The defenders of clarity are right in their diagnosis: ambiguity, when confused with a lack of response, fails. NATO's strategy has consisted of leaving the boundaries of the tolerable undefined. Thus, Moscow seems to have viewed this restraint as hesitation and weakness. Therefore, in recent years, it has intensified its destabilization campaigns against several Western European states, utilizing drones, cyberattacks, naval assets, as well as elimination operations and assassination attempts on European figures and former spies who have taken refuge in the EU and the UK. 

These are not mere incidents in the grey zone. They are hostile acts that, in certain cases, can approach the threshold of war. Refusing to name them can convey the perception that these acts have not yet crossed the political barrier that would trigger a harsher response. Remaining silent to avoid aggravating the situation is false prudence. 

On the other hand, the pragmatists are equally right. Demanding that NATO define public and unequivocal red lines for a hybrid confrontation ignores the fundamental principle of deterrence: a red line only has credibility if member states are prepared to respond, including, as a last resort, with military means, to a deliberate violation. 
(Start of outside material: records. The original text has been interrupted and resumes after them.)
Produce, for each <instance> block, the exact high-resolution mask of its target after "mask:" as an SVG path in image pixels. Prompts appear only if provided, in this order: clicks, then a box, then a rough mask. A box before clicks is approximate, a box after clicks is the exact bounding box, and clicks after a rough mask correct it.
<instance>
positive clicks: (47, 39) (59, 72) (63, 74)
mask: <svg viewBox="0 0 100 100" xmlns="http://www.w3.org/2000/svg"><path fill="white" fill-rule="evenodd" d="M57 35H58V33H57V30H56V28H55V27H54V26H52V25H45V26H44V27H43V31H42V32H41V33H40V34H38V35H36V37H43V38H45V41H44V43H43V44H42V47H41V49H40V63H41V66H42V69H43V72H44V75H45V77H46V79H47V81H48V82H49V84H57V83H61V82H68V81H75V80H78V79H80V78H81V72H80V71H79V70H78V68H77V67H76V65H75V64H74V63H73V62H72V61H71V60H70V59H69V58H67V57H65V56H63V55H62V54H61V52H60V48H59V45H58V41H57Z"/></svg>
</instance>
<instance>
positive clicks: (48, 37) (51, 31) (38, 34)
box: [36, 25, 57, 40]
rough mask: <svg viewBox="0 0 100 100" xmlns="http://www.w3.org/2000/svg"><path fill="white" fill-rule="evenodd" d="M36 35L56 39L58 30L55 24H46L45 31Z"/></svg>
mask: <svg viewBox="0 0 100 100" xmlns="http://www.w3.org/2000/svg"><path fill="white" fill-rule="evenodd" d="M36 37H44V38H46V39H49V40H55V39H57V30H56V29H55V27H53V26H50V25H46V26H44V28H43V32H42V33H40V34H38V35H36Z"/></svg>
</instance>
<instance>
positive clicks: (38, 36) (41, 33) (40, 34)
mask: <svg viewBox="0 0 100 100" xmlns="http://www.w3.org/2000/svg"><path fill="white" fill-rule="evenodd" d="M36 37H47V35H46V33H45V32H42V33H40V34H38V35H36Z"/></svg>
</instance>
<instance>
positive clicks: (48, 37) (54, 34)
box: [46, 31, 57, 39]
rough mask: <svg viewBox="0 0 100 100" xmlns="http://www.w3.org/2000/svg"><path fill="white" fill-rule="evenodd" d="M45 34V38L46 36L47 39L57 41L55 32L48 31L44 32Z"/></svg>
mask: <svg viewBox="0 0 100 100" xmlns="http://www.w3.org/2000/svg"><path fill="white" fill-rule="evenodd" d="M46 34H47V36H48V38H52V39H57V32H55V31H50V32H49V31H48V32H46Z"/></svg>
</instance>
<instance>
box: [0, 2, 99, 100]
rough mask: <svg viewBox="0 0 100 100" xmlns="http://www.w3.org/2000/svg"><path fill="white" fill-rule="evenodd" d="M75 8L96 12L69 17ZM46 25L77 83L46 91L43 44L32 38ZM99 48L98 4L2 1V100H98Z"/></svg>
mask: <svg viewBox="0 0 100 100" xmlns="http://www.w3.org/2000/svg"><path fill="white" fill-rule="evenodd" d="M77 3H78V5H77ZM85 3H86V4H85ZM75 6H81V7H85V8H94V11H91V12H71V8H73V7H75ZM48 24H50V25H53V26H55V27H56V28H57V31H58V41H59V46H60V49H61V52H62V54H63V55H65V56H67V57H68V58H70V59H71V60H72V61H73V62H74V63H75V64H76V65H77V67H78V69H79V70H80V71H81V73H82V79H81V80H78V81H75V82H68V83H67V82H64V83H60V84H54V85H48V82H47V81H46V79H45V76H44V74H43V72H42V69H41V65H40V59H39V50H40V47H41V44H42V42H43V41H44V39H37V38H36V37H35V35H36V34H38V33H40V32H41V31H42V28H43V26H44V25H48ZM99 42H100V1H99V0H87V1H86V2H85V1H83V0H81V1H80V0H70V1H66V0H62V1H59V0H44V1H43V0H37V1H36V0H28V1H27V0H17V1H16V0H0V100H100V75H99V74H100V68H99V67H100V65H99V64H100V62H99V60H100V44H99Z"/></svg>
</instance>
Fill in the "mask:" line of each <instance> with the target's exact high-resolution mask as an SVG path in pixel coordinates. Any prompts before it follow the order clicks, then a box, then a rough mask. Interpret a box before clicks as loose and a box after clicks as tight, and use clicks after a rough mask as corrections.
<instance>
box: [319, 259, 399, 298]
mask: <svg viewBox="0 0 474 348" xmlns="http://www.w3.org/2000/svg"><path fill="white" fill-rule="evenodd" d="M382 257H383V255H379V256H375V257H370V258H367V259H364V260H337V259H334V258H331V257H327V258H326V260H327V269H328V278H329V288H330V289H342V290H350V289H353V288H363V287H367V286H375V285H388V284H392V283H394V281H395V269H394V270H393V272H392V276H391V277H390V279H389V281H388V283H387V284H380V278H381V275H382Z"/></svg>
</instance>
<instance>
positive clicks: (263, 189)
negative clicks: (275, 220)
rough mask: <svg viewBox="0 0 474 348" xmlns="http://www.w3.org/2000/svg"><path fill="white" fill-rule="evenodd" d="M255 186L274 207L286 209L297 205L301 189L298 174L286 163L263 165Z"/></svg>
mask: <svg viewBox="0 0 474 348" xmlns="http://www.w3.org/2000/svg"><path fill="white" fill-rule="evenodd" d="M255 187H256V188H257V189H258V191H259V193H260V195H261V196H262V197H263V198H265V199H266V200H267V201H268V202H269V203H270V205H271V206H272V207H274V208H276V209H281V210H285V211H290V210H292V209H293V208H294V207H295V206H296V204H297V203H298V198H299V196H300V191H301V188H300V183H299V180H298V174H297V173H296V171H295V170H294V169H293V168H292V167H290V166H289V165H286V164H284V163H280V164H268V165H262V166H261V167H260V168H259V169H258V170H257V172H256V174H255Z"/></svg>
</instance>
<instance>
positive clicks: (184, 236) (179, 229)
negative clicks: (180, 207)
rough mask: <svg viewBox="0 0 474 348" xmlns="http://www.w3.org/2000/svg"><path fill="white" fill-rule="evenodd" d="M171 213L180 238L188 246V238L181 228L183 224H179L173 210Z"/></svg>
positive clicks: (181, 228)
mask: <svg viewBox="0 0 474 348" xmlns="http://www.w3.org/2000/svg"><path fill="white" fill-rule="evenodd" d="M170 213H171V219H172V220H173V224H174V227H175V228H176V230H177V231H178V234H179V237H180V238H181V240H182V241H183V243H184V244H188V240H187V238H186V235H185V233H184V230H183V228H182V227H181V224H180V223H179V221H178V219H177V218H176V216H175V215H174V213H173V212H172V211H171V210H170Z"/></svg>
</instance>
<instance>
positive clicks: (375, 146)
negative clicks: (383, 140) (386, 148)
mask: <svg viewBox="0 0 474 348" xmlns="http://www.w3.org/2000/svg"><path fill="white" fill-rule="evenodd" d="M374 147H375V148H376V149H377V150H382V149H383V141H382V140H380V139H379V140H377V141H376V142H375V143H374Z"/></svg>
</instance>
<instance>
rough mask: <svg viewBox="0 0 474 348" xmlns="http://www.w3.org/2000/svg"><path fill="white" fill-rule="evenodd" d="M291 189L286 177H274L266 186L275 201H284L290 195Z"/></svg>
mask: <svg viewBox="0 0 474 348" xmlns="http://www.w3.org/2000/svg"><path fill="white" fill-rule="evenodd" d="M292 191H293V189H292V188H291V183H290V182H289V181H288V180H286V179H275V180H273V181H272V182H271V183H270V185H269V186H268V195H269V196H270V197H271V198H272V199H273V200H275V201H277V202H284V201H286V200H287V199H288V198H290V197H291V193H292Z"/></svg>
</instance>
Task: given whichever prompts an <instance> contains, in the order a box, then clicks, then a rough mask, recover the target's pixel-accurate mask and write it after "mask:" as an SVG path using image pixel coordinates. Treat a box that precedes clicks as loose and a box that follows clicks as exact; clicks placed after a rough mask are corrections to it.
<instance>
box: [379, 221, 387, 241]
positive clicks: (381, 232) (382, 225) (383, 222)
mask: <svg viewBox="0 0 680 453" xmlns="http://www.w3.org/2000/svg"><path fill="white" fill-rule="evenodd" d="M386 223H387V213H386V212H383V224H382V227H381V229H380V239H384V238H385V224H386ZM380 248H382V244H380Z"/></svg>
If NATO declares that sabotaging critical telecommunications infrastructure constitutes an act of war, what happens the next morning? Responding with military force could trigger a wider conflict. Failing to respond forcefully exposes the red line as a bluff. That outcome would be a disaster, capable of severely compromising NATO's credibility. Strategic ambiguity does not reveal weakness; it provides the flexibility to decide on the most appropriate retaliation and leaves the adversary in doubt as to the limits they must not cross. 

A Path Forward for the Summit 

A strong declaration from the 32 member states—that clandestine operations constitute hostile actions against the security of the allies—will give governments the political mandate to mobilize resources, reinforce infrastructure, and explain to citizens what is at stake. This must reaffirm, in the same breath, that NATO seeks nothing from Russia other than respect for the sovereignty and security of its members. 

The summit will have to focus on three essential political strands: 

1. Strengthening cooperation within NATO.

2. Intensifying the support of the various allied states for Ukraine.

3. Having the courage to take diplomatic initiatives that serve peace. 

At the operational level, certain lines require equal attention: 

- Refining analytical capacity, based on unreserved cooperation with allied intelligence services.

- Increasing maritime surveillance.

- Protecting critical infrastructure.

- Investing substantially in the cyber domain. 

None of this requires NATO to become something different from what it has always been. The Alliance does not need rigid red lines, nor proclamations that force it to choose between escalation and a loss of credibility. It must state, in no uncertain terms, that it does not seek to encircle Russia or threaten its security, but that it will not accept intimidation, sabotage, or subversion as normal instruments of relations between states. Its strength will lie in that equilibrium: political firmness, strategic prudence, and a determination that the adversary can neither measure nor anticipate.